France to ‘shock’ economy
PARIS — French President Nicolas Sarkozy’s government yesterday announced details of a $15 billion master plan to shock the economy back to life, the first part of his ambitious economic and social reform drive.
The eight-chapter tax and finance bill seeks to exempt overtime work from taxation; make mortgage interest payments tax deductible; all but eliminate inheritance tax; and put a 50-percent cap on overall individual taxation.
It will be debated by the new parliament after this month’s legislative election, to be held Sunday.
The latest BVA poll gives Mr. Sarkozy’s Union for a Popular Movement (UMP) party 42 percent support against 28 percent for the Socialists, who have struggled to stop their campaign dissolving into infighting and recrimination over last month’s defeat, the Associated Press reported.
Our aim is to provoke a shock to spur confidence and growth, Prime Minister Francois Fillon told a Paris newspaper.
By enabling people to work more to earn more, Mr. Sarkozy’s plan aims to drive up consumer spending, boost economic growth and make it possible to slash France’s 8.2 percent jobless rate, among the highest in the 13-nation eurozone.
But that strategy, which the economy ministry said would cost up to $15 billion worries the European Union, which wants France to rein in its huge public deficit.
The key plank in the new bill is the proposal to exempt overtime work from taxes and social security charges, which are seen by many employers as a crippling disincentive to hire.
That would undermine the popular 35-hour work week introduced by a previous Socialist government, without taking the radical step of scrapping it entirely.

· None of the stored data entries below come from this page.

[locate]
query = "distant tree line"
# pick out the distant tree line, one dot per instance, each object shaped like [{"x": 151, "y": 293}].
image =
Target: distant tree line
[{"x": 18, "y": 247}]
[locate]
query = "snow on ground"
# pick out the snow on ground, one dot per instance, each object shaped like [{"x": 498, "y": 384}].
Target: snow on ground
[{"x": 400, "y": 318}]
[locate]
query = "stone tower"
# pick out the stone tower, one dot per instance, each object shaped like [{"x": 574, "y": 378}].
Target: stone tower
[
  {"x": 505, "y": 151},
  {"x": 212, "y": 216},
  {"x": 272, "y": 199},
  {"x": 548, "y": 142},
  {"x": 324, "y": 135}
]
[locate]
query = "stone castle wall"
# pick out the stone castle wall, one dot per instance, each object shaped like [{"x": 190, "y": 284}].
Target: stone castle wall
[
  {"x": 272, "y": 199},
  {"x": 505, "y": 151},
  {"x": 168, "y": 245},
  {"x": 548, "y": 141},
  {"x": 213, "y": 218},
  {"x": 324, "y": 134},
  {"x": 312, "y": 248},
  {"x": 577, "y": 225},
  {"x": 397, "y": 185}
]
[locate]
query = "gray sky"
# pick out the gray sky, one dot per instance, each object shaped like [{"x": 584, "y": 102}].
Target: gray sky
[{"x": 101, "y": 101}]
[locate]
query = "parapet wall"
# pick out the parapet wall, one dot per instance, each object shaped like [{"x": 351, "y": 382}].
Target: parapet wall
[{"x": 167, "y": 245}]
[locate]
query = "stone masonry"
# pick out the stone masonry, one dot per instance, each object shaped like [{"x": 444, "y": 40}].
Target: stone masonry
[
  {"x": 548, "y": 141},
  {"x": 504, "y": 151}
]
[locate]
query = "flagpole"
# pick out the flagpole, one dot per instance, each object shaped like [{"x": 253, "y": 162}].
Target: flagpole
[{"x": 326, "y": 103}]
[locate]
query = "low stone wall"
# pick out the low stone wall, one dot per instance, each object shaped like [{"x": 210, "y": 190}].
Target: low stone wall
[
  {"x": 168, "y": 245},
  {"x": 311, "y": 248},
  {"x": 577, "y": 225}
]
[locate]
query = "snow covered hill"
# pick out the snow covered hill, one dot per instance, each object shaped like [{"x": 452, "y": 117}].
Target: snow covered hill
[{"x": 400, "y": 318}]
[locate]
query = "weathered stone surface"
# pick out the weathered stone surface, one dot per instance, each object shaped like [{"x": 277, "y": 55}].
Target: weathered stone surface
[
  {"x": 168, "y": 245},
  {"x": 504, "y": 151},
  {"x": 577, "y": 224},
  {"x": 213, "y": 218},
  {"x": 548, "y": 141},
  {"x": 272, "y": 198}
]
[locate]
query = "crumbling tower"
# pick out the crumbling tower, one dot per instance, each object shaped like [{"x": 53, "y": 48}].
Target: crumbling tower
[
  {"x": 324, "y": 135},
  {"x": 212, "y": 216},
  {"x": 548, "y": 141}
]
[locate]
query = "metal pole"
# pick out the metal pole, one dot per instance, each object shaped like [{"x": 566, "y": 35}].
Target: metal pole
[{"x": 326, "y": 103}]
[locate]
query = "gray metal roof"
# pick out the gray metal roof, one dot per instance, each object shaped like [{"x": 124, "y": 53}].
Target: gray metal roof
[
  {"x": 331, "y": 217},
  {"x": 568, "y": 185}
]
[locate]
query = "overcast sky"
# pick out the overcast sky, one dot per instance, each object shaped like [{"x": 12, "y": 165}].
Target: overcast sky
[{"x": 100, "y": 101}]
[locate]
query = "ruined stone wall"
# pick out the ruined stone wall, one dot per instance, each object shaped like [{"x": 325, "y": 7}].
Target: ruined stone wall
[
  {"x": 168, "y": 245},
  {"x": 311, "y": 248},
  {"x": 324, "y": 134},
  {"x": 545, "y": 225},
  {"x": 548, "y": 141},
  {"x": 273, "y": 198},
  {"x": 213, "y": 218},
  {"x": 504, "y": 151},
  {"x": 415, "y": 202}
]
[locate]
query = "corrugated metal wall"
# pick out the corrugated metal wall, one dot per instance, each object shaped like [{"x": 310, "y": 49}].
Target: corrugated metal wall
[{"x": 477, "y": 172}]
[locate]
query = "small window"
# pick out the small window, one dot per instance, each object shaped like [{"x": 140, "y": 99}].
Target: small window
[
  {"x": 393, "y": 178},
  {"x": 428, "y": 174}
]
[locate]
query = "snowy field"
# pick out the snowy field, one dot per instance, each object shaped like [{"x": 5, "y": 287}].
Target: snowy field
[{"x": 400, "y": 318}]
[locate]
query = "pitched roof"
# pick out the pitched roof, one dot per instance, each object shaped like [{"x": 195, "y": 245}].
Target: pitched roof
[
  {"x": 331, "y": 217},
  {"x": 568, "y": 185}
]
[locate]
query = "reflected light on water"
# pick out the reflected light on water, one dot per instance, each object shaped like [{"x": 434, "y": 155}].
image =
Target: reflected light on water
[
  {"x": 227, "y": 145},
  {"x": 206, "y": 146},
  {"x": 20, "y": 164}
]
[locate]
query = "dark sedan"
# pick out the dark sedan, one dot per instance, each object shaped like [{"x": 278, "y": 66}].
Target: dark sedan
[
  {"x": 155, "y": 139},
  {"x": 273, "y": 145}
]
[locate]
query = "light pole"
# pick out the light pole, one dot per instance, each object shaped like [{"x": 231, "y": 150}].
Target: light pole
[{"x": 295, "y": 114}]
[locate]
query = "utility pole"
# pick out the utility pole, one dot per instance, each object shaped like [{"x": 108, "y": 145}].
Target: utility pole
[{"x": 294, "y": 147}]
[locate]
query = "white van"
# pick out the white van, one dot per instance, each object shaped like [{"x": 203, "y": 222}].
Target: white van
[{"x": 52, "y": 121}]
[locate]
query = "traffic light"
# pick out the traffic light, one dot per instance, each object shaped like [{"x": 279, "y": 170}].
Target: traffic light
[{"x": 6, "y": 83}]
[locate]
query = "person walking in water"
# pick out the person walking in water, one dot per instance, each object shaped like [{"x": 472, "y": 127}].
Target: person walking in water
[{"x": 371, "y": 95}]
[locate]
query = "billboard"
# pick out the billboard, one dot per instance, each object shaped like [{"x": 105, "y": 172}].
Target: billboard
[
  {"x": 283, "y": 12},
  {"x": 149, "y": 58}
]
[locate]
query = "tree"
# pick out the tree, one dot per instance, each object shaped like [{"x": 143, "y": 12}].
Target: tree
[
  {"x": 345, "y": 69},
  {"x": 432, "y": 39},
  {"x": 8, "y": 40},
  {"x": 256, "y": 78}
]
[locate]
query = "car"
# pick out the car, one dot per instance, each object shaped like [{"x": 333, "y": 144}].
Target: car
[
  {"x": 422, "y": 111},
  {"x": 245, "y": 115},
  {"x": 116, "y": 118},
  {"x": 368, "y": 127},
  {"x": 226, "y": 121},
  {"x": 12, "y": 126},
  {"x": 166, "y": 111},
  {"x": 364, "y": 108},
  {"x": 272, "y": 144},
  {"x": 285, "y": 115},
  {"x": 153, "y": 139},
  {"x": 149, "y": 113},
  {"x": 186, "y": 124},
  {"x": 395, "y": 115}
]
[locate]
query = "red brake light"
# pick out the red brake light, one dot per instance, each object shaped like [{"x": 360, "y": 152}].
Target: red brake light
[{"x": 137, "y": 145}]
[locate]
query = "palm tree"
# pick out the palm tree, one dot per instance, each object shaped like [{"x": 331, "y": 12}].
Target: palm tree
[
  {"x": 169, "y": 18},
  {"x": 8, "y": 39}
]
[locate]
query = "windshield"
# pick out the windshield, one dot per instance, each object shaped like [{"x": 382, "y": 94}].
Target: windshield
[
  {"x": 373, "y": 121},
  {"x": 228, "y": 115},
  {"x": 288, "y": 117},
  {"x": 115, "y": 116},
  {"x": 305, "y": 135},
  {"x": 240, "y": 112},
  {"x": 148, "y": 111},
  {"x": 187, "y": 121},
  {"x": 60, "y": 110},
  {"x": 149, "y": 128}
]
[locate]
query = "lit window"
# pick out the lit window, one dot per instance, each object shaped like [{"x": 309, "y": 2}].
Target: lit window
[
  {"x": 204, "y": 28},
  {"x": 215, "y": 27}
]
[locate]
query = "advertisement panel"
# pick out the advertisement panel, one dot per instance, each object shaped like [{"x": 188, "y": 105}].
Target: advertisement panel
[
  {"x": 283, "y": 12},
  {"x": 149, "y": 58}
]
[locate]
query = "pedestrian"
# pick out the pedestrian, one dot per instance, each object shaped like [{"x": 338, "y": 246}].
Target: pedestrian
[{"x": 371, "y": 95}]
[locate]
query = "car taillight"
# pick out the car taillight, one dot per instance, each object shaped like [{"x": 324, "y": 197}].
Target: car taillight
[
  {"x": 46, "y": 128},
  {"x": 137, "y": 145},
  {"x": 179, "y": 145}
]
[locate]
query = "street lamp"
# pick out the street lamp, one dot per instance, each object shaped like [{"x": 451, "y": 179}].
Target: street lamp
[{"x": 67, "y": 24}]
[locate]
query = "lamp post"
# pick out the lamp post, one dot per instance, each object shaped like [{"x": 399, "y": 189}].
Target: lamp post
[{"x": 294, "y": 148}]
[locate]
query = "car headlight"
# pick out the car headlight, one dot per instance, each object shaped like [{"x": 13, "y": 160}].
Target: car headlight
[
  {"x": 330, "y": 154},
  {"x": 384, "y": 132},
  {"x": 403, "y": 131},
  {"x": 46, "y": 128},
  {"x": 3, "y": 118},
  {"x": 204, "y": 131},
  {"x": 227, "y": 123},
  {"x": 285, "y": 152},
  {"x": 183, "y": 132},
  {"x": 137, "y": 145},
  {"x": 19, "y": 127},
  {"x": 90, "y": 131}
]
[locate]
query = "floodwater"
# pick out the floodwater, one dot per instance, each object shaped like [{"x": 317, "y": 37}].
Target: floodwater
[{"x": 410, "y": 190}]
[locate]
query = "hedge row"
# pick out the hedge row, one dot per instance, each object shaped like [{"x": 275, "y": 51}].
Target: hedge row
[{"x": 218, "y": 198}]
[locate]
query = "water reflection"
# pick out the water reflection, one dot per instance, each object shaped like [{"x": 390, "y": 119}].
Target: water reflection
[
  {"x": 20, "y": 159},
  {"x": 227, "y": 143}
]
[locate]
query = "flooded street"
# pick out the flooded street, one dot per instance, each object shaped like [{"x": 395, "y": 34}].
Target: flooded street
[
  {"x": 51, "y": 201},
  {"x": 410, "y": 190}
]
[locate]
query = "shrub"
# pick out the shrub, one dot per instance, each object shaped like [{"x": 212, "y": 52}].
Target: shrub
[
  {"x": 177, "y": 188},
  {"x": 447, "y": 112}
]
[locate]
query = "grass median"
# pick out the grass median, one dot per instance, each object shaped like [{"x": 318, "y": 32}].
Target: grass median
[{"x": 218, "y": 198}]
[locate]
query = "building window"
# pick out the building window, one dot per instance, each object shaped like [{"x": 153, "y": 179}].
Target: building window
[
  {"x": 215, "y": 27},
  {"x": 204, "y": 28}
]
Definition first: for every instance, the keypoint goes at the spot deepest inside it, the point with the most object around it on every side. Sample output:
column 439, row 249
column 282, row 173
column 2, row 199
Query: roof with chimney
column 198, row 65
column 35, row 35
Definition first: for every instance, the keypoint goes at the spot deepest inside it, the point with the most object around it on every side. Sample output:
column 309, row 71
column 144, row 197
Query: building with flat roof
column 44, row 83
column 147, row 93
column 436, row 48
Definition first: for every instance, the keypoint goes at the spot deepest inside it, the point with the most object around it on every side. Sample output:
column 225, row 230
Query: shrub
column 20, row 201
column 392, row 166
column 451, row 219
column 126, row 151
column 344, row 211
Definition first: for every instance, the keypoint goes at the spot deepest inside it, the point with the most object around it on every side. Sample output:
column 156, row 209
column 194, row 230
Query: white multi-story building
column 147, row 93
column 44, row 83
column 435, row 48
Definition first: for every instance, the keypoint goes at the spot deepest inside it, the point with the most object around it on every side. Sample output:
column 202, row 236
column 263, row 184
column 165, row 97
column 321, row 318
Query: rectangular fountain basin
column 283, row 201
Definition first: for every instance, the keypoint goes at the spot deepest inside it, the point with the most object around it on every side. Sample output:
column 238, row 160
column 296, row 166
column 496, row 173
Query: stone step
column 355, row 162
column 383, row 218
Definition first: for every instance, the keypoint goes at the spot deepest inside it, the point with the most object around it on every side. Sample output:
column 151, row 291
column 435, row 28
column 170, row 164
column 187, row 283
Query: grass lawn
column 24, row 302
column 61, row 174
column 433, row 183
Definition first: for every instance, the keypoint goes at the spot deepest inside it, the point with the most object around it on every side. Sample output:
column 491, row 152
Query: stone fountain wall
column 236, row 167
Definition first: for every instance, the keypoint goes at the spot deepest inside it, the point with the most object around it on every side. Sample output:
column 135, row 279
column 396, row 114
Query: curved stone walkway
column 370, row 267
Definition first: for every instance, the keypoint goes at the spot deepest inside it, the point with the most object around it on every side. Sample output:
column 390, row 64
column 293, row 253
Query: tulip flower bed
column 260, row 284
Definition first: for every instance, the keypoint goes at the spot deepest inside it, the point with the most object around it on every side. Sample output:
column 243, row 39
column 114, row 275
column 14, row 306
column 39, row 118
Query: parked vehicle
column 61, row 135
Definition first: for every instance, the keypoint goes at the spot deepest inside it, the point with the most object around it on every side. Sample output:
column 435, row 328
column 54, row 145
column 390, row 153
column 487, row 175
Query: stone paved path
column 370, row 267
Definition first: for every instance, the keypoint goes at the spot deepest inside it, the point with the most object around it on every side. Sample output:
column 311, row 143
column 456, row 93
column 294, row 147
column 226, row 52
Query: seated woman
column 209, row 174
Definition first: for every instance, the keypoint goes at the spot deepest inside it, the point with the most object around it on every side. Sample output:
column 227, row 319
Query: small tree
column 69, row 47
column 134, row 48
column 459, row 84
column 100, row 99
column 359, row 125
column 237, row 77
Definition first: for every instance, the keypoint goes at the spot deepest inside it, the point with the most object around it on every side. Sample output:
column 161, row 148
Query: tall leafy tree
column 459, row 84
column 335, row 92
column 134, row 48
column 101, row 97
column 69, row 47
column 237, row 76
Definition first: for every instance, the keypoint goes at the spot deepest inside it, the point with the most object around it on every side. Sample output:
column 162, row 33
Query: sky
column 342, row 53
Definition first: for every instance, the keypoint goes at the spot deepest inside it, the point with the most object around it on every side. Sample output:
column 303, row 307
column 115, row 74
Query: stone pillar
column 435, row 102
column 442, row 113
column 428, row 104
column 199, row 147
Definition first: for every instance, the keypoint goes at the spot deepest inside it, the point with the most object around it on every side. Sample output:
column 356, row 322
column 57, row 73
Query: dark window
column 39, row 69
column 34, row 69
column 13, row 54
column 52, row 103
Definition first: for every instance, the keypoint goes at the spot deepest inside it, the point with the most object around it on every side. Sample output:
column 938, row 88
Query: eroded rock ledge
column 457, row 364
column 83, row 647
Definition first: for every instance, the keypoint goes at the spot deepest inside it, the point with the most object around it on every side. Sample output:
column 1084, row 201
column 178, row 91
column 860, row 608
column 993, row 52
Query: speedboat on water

The bill also proposes tax credits of 20 percent of the interest paid for the first five years of repayments for home loans.
This measure, according to opinion polls, is one of the top topics of conversation among French people at the moment.
Mr. Sarkozy also wants to triple the amount of money parents can give tax-free to their children while still alive or when they die as inheritance; and to scrap inheritance tax for surviving partners, thus bringing France in line with most other European countries.
These measures would exonerate nine out of 10 French people from inheritance tax.
It also seeks to tighten the screw on golden parachute payouts and stock options for top executives. Severance packages would depend by law on chief executives meeting pre-agreed performance targets.